I even wrote an illustrated book with my good friend April called, “When You Hate Yourself & Want to Die” that I felt too insecure to ever self-publish (but that is waiting in the archives of my computer, patiently waiting to be self-published.

My decade’s-long struggles with shame, depression and suicidal ideation will always live with me and they’ve profoundly shaped the way I see myself and understand the world.
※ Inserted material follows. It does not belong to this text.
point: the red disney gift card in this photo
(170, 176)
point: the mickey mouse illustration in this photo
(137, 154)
But that’s not who I am anymore.
I want to live. I mostly really really really like who I’ve become and the life I’ve built. I am sometimes afraid of death because life is so technicolor, so heartbreakingly gorgeous and I don’t know if I’ll ever see the sunlight playing with the leaves or the folds of skin on the back of his neck on the “other side” (though I’m working through my fear of death). And in many, many ways, due to a plethora of epiphanies (i.e. understanding grief + neurodivergence + the creative process) and intentional life changes (i.e. moving the Pacific Northwest & changing my career), I have become (somewhat) shameless (I am Chinese and former evangelical Christian, AFTER ALL. Shame is in my DNA?).
So! ON TO THE REBRAND:
This Substack is still gonna touch on and be about a LOT of things related to trauma, mental health, neurodivergence, etc. But the vibe of it will be different, and include more of what feels fresh and current for me because that’s where I feel the most inspired to share from.
SOOOOOOOO INTRODUCING my new Substack….*drum roll*
Wanting: all about our relationship to our bodies, desire, magic, and abundance.
Super excited to get going on all the ideas I have - and WANTING, YEARNING, PRAYING, HOPING - for the time to execute them. As always, thanks for being here, and hoping NONE of y’all get the #3 version of COVID.